The approach chosen should be both effective and efficient, based on the preceding factors. The following general audit approaches are most commonly used, depending on the circumstances:

When the Financial Reporting System is Weak

The emphasis is on vouching significant transactions. There is little or no attempt to verify the robustness of the client's system of controls. This approach requires significant labor to test a sufficient number of transactions. This is also much more expensive for the client, who will be charged a higher fee for the extra work. The increased expense can be an incentive for clients to bolster their systems of internal control.

When the Internal Control System is Strong

The emphasis is on testing and validating the client's system of internal controls. If the controls are proven to be strong, then substantive testing can be significantly reduced. This is a more efficient audit approach, since the alternative audit tasks are fairly labor-intensive.

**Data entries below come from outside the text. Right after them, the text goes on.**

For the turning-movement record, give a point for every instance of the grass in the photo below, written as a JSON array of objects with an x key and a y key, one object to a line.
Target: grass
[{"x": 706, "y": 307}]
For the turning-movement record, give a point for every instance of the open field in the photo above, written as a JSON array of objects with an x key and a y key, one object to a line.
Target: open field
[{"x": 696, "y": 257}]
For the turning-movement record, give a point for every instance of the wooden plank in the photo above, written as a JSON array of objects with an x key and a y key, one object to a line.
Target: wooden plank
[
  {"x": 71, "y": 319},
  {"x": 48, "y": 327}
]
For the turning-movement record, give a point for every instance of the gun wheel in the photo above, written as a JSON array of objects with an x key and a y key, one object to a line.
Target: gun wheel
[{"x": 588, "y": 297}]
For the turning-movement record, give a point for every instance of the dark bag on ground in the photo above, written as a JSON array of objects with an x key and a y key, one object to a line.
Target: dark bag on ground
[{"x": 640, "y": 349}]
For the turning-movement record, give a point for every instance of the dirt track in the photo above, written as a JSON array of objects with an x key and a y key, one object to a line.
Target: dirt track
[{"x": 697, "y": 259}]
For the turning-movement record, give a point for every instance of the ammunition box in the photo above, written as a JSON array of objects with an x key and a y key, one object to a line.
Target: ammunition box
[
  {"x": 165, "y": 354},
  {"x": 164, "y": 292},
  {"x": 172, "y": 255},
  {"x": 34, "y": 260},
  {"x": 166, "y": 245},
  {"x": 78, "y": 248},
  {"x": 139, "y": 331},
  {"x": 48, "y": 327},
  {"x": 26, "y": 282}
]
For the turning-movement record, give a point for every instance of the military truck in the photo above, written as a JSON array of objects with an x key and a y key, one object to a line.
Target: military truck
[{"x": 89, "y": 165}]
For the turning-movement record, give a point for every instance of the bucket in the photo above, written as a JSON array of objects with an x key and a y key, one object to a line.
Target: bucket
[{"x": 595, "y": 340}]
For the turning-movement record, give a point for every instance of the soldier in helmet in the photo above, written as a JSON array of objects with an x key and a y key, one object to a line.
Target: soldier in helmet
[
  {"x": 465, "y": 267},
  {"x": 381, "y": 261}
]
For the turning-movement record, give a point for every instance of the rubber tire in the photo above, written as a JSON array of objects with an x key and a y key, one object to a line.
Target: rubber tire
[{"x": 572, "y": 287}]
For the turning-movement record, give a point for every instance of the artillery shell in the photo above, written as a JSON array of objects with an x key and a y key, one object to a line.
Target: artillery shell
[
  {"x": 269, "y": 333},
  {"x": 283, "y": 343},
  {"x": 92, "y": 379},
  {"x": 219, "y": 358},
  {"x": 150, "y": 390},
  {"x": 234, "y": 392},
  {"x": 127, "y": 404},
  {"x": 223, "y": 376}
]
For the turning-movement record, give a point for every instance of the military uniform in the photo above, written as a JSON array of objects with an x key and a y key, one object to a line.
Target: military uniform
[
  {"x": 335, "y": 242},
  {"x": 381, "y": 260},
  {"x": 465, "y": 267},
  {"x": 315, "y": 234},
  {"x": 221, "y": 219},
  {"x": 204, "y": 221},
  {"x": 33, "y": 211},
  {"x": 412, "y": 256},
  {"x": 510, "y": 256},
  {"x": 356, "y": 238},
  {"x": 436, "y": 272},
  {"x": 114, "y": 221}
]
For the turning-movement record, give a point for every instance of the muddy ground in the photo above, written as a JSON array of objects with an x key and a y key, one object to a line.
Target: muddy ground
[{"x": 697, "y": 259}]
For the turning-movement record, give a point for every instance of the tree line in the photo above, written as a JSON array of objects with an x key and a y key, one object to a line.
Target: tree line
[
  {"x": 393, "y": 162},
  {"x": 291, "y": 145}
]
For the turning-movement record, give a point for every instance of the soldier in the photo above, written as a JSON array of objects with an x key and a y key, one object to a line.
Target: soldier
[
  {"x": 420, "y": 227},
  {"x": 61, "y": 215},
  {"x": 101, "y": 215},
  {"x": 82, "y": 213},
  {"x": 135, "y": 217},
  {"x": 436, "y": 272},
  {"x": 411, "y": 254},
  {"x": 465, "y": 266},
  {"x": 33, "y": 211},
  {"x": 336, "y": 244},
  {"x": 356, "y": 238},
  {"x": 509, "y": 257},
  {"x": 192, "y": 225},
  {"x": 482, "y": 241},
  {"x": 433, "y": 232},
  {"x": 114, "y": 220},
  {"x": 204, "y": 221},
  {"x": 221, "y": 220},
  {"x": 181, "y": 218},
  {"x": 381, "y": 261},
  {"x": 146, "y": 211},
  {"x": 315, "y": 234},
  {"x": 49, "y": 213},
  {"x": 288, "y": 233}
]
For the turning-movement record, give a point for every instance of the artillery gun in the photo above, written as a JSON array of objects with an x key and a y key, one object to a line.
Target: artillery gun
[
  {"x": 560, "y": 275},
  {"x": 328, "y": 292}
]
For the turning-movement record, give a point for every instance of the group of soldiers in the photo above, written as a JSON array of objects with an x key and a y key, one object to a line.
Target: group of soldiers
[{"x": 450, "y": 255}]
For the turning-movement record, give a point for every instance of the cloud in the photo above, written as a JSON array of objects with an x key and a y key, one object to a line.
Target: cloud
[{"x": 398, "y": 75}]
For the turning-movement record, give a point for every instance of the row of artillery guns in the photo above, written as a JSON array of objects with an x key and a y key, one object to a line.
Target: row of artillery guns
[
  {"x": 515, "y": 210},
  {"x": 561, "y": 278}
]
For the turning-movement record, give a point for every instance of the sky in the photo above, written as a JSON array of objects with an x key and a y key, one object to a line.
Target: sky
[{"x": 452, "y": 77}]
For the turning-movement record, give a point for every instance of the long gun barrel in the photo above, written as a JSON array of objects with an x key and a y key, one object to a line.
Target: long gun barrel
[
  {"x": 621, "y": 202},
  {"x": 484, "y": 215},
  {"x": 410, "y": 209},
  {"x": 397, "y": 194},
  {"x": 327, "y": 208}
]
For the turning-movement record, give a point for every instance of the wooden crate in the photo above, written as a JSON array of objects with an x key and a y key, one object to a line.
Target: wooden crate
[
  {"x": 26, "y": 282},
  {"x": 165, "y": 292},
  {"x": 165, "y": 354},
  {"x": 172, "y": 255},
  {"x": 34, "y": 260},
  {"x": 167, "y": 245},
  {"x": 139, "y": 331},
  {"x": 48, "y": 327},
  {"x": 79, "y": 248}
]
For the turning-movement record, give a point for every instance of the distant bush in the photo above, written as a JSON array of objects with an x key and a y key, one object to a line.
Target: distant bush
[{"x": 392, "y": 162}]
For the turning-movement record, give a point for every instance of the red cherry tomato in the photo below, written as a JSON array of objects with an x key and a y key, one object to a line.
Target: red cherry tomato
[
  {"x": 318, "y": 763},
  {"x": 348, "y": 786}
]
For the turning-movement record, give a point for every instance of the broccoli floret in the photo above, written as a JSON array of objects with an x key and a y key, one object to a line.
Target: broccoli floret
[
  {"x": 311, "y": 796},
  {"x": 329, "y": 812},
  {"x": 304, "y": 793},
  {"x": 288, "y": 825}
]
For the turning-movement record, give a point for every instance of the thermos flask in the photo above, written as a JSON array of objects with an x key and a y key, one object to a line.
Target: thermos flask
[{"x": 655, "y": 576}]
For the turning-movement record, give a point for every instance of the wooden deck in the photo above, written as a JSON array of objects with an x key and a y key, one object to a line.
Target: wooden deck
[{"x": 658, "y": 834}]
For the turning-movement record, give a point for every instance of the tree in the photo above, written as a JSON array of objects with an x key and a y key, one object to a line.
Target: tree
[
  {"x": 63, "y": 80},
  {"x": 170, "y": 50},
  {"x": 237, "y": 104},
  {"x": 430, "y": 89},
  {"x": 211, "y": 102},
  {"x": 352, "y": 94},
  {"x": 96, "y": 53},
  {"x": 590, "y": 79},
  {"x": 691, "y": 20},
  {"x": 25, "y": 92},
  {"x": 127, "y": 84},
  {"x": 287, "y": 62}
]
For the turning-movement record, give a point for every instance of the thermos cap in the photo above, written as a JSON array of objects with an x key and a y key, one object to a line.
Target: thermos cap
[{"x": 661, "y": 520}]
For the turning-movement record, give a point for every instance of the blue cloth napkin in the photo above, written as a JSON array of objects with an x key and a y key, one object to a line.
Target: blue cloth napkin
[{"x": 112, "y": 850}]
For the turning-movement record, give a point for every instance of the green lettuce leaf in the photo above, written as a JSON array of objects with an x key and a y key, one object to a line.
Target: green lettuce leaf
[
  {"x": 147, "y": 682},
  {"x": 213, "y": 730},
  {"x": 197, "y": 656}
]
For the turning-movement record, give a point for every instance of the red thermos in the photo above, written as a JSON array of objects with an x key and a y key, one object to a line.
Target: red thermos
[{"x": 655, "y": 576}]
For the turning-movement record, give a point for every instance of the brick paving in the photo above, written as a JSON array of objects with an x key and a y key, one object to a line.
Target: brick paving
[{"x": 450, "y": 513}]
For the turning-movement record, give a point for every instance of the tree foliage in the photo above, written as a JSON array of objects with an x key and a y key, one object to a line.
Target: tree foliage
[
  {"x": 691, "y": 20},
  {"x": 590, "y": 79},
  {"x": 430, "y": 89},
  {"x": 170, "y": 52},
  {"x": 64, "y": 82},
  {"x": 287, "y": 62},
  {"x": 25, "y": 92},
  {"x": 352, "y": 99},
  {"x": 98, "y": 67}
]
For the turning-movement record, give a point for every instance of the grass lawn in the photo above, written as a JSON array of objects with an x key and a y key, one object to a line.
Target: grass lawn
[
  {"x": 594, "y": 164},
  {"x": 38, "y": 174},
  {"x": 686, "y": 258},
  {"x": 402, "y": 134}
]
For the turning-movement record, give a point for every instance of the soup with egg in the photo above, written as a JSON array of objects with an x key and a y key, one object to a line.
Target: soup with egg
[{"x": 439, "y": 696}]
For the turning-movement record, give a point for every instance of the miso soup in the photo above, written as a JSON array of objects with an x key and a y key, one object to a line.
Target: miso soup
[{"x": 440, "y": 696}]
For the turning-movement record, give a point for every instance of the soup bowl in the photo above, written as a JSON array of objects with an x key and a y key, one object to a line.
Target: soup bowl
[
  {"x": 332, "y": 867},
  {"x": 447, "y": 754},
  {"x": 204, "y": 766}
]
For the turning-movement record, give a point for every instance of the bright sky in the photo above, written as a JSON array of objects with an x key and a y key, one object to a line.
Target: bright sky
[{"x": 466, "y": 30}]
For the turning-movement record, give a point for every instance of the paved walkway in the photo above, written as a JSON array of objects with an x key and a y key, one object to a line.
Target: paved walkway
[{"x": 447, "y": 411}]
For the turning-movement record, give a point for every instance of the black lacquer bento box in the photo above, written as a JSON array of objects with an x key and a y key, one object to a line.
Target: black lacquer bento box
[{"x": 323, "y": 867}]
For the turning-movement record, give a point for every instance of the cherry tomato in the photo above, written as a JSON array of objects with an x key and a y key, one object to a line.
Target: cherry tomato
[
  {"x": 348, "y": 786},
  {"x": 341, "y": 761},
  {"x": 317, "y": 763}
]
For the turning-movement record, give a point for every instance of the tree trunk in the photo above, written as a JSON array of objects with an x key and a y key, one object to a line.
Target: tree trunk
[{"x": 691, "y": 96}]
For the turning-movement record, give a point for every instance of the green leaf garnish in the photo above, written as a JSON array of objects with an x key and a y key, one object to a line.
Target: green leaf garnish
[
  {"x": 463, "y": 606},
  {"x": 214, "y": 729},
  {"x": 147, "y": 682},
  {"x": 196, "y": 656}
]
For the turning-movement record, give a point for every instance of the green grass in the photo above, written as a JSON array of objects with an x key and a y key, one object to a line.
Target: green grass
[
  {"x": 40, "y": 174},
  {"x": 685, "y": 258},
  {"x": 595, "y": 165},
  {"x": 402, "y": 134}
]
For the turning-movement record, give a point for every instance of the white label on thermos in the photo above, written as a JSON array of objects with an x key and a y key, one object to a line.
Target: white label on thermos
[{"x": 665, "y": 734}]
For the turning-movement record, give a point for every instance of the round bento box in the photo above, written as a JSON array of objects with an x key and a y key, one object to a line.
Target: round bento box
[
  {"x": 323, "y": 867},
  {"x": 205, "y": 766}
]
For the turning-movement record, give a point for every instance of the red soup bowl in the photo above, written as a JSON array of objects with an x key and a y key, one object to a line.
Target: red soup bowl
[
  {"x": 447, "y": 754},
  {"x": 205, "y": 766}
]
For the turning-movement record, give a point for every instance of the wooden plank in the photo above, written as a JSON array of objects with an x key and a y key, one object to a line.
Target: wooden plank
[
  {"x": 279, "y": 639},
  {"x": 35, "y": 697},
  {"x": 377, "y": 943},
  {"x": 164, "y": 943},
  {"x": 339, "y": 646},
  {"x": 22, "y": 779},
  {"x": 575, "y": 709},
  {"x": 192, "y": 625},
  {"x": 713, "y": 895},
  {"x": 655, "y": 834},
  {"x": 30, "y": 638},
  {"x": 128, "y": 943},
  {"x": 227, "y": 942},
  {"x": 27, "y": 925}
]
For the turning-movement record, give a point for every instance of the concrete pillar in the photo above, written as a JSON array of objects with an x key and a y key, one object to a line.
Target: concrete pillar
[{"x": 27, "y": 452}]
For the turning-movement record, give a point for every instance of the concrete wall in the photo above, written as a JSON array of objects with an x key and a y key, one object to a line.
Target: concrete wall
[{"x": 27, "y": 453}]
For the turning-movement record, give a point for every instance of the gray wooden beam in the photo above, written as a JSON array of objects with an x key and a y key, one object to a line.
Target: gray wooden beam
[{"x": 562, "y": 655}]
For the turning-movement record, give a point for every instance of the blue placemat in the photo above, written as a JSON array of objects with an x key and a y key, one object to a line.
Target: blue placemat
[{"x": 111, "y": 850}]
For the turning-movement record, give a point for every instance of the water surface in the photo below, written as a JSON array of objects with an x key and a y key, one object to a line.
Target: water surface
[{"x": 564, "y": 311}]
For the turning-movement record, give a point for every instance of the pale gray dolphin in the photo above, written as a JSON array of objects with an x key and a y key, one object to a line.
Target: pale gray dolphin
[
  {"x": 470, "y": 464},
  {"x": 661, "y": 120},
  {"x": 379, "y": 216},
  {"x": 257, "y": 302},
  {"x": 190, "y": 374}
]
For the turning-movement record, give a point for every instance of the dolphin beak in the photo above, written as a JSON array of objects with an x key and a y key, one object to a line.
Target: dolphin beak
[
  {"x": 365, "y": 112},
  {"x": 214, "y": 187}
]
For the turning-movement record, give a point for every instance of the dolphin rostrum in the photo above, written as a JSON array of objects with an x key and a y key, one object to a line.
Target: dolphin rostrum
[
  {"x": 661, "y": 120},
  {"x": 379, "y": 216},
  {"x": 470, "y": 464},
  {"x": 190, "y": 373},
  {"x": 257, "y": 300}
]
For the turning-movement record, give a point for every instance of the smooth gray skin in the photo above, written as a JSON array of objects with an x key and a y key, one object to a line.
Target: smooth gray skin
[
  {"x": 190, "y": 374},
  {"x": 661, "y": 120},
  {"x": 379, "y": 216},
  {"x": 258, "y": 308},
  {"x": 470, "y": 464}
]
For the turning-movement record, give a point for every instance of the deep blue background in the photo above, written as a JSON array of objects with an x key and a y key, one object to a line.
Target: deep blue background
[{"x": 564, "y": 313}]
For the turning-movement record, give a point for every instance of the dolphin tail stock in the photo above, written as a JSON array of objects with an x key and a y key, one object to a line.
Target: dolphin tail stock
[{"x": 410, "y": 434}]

When the Focus is on Client Risk

The auditor spends time reviewing where there is risk in a client's systems, and then designs an audit approach that focuses primarily on high-risk areas. Conversely, low-risk areas receive little auditor attention. This can dramatically skew the audit hours toward a small set of areas that are perceived to be high-risk.

When the Focus is on the Balance Sheet

The audit focus is on testing the balances in the accounts comprising the balance sheet. By proving the balance sheet, the assumption is that all other transactions will flush out through the income statement, which will therefore require little testing. This is a common auditing approach, since it targets a relatively small number of accounts.